脳みその中の水分が流れ出してしまったようで、まともなことを考えられる状態に回復するには、まだしばらく時間がかかりそうだった。
頭の中が、妙に冴えた感じのする部分と、全く、目覚めていないほうの部分が、このまま動かずにいればまた眠れるだろうことを示唆してくれている。
―どうしよう……。
少し喉が渇いてもいたし、是非というわけではないにしろ、トイレに行ってもいいかなという感じがしていた。
―でも……。
普段なら、さっさと起き出して、体の中の眠っている部分を無理矢理、目覚めさせてしまうけれども、こんな重い気分を抱え込んでる時はもう一度眠ってしまうに限る、と本能が教えてくれる。
―二時半じゃなぁ……。
夜中に一人で起きていると、何だか一日分を得したような気になってしまうけれども、あの染み込んでくるような寂しさのことを思うと、眠れるものなら眠ってしまうほうが、この場合、賢明な選択に違いない。

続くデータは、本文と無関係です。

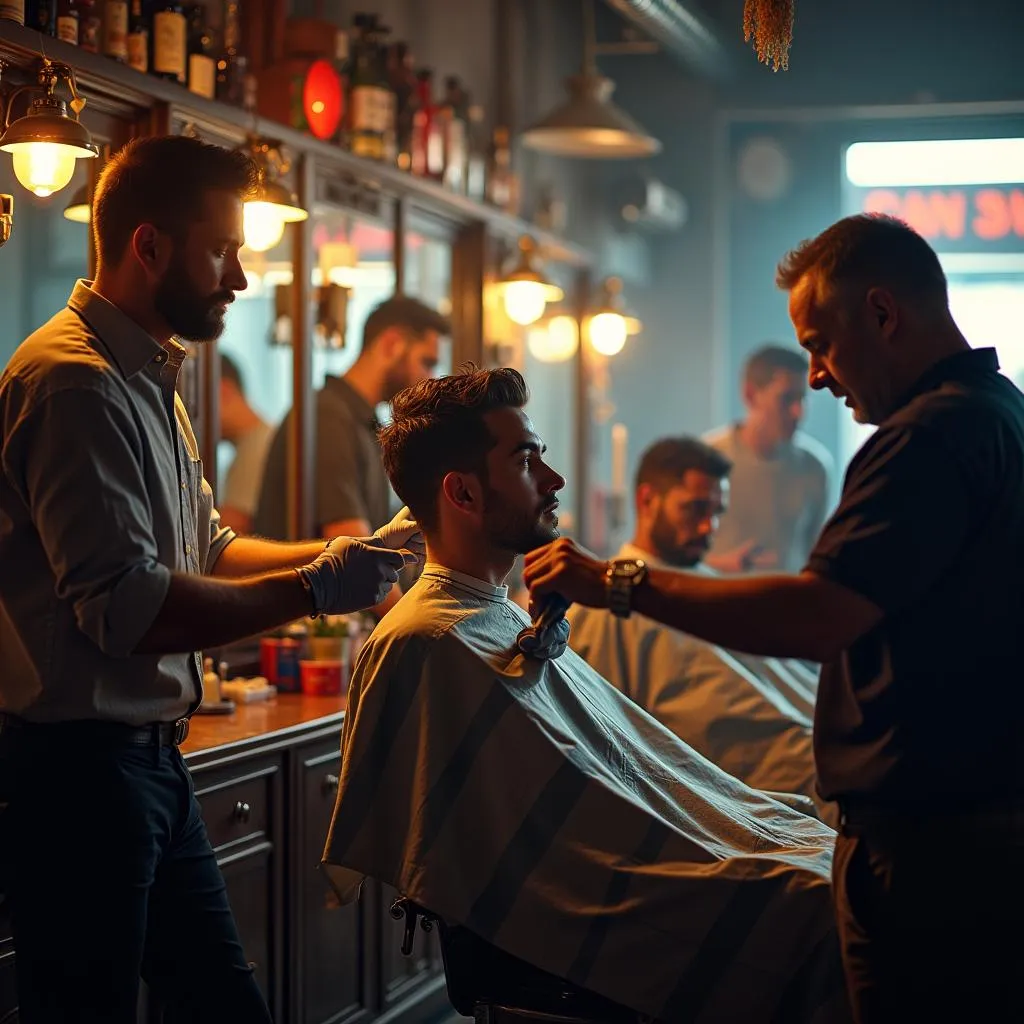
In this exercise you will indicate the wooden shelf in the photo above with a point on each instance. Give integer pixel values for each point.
(116, 89)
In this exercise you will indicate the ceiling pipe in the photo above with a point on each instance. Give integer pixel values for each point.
(683, 32)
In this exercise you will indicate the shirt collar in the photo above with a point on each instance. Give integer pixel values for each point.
(956, 367)
(363, 410)
(479, 588)
(130, 347)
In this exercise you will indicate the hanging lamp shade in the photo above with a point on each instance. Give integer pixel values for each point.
(589, 125)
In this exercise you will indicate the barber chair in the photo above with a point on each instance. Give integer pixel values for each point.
(495, 987)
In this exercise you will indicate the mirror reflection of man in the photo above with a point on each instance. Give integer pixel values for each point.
(250, 435)
(780, 477)
(350, 492)
(750, 716)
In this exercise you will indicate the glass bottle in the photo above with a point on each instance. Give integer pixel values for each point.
(169, 41)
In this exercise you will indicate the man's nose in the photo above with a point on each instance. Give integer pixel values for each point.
(235, 279)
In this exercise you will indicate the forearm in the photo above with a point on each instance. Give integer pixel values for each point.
(777, 615)
(247, 556)
(200, 611)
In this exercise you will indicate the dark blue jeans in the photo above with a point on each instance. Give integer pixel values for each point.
(111, 877)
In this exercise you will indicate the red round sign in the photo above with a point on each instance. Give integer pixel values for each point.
(323, 99)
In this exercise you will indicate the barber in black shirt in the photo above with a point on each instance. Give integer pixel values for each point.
(913, 600)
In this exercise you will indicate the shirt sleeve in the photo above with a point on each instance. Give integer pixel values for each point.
(91, 509)
(339, 481)
(903, 519)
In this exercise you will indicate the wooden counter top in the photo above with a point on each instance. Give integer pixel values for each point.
(285, 713)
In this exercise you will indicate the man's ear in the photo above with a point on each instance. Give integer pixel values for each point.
(883, 309)
(151, 248)
(463, 492)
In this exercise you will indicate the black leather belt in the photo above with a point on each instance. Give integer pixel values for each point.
(112, 733)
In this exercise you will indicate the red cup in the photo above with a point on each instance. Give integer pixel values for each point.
(323, 679)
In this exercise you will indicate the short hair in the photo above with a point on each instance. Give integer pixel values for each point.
(437, 427)
(161, 180)
(229, 372)
(664, 463)
(402, 311)
(868, 249)
(763, 364)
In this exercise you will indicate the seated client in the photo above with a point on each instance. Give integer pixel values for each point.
(534, 803)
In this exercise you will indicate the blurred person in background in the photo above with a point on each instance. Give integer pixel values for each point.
(750, 716)
(250, 435)
(780, 480)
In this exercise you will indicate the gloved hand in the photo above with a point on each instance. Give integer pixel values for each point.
(401, 531)
(351, 576)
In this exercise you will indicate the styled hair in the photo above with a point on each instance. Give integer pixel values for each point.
(406, 312)
(437, 427)
(665, 462)
(161, 180)
(763, 364)
(868, 250)
(229, 372)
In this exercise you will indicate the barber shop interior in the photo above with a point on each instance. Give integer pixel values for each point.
(512, 558)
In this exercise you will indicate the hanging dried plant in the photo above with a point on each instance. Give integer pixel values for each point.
(769, 24)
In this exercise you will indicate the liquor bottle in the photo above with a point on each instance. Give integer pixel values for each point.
(428, 133)
(503, 186)
(90, 26)
(476, 163)
(68, 22)
(116, 30)
(169, 42)
(402, 80)
(12, 10)
(231, 65)
(202, 67)
(455, 105)
(367, 130)
(138, 38)
(42, 16)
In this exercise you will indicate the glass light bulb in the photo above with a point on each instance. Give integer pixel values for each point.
(263, 225)
(524, 301)
(44, 167)
(607, 333)
(556, 342)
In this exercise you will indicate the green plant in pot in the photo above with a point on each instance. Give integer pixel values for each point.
(329, 639)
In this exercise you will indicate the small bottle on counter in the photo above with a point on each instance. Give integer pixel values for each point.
(211, 682)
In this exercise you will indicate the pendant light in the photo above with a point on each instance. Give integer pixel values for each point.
(47, 140)
(78, 209)
(589, 125)
(274, 205)
(525, 290)
(608, 327)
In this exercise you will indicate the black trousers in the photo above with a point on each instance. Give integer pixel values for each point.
(111, 877)
(931, 923)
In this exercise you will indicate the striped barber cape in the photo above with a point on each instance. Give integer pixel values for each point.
(538, 806)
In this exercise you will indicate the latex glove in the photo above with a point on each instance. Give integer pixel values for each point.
(401, 531)
(351, 576)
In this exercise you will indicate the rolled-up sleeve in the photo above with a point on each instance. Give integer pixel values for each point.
(90, 507)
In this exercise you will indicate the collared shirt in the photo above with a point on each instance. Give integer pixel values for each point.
(101, 499)
(926, 709)
(779, 501)
(349, 481)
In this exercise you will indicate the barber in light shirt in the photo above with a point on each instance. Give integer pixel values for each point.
(116, 571)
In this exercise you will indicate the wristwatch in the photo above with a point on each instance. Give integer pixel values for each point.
(621, 578)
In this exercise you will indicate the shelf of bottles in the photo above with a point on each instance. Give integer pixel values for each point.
(350, 87)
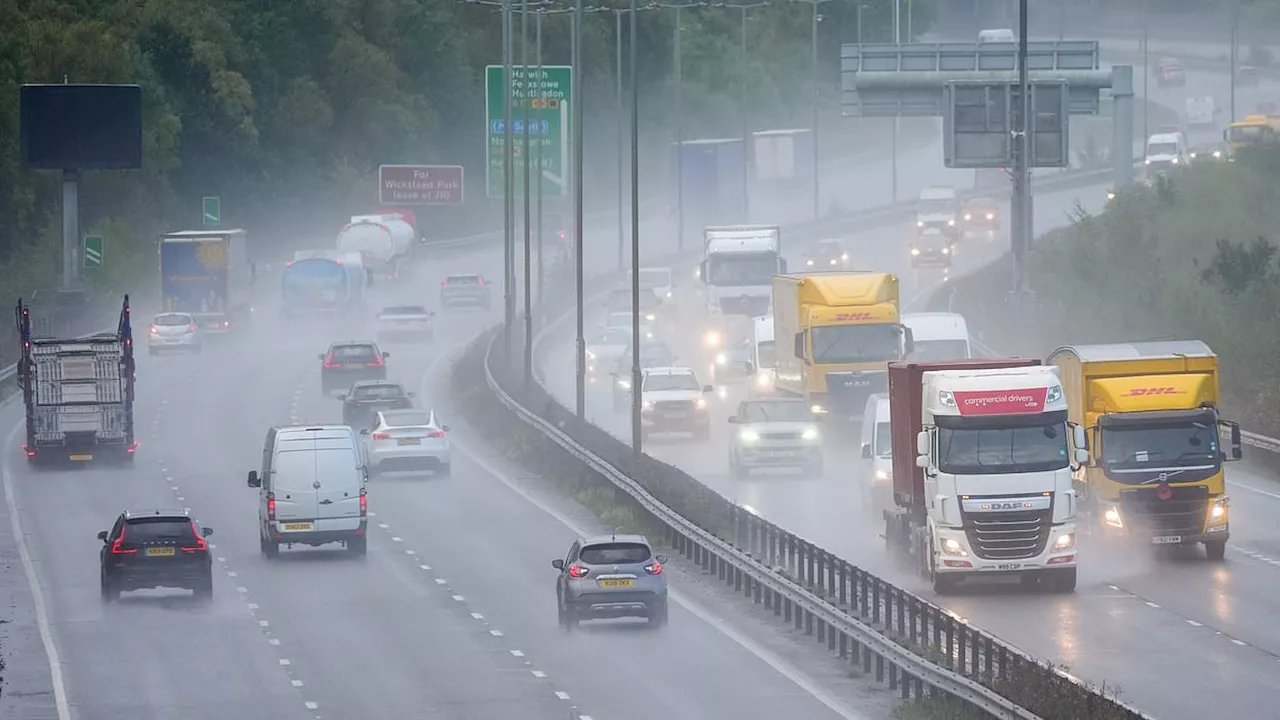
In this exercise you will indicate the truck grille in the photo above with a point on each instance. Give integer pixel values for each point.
(1009, 536)
(1183, 514)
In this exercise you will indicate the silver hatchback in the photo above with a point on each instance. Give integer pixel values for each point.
(173, 331)
(609, 577)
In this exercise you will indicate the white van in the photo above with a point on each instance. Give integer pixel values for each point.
(877, 454)
(938, 336)
(311, 488)
(999, 35)
(763, 359)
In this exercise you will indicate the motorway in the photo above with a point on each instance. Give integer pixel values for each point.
(1180, 638)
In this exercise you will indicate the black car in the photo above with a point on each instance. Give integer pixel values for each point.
(348, 361)
(155, 548)
(361, 404)
(465, 290)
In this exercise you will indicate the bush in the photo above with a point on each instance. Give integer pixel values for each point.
(1187, 258)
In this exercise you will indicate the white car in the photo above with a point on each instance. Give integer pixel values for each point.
(624, 322)
(775, 433)
(173, 331)
(406, 322)
(672, 401)
(407, 440)
(604, 349)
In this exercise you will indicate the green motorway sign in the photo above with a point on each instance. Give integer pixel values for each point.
(92, 251)
(547, 94)
(211, 210)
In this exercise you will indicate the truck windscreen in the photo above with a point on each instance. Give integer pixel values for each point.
(1139, 450)
(855, 343)
(728, 270)
(1010, 443)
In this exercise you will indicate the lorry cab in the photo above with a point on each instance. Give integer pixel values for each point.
(938, 336)
(938, 208)
(877, 454)
(1151, 410)
(1165, 151)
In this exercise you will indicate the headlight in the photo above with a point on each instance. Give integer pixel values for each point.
(1112, 518)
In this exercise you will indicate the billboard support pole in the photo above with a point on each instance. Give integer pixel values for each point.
(71, 231)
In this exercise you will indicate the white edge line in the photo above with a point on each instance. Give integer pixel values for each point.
(37, 596)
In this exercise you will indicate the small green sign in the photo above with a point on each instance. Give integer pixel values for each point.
(92, 251)
(213, 212)
(547, 94)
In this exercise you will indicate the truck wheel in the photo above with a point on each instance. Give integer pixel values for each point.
(1061, 580)
(1215, 550)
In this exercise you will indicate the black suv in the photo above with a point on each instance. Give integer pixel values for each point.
(348, 361)
(365, 399)
(155, 548)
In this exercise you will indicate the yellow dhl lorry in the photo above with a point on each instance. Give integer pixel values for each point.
(840, 332)
(1156, 463)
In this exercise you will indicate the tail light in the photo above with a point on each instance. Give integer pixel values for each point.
(118, 546)
(201, 546)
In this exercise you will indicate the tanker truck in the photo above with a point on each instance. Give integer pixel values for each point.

一人で起きていたって、彼の声が聞けるのなら、そんなに寂しくもないのだろうけれども、もう僕には、寂しさを言いつける相手さえいないのだ。
―電話してみようかな。
今更、彼に、しかも、こんな真夜中に、電話なんかできっこないことぐらいわかっていたけど、そして、もし電話したとしても話すことなんかありはしないことぐらいわかっていたけど、彼のことを思い出すのは、僕にとっては、まだ、楽しいことだった。もちろんため息というおまけはついてしまうけれども……。
―やっぱり、好きだったんだなぁ……。
好きだからこそ、彼を好きになるのが不安だった。
―いったい、どのくらい僕のことを思ってくれているんだろう。
そう思ってしまうことが寂しかった。
―好きだよ、知……。
耳元でそんな呪文をささやかれても、なんと返事すればいいのか、戸惑ってしまうばかりだった。
結局、またしても僕は、寡黙過ぎたのかも知れない。
―そうだったのならいいけれど……。
素直な感情表現が、いったい、自分の味方なのかそうじゃないのか、彼で実験してみる勇気はなかった。
―まぁ、いずれは、こういうことになるんだ。
それじゃあ、彼とは、別れるためにつき合ったということなんだろうか。
―もう、むつかしいことはどうでもいい。
早く眠ってしまわないと、寂しい真夜中を持て余しながら起きている羽目になってしまう。
―こんなことなら、もっと腕枕をしてもらっておけば良かったな。
なんとかかんとか、再びうつらうつらし始めているくせに、なかなか、眠り込んでしまえないのは、きっと、彼が腕枕をしてくれないせいだ。
―馬鹿……。
僕がじゃれると、いつも彼がそう言って苦笑していたのを思い出して、僕の心は少し暖かくなった。
―ありがとう。僕も、愛してたよ……。
僕は、そうつぶやきながら、寂しさをまぎらせてくれる孤独な眠りについたのだ。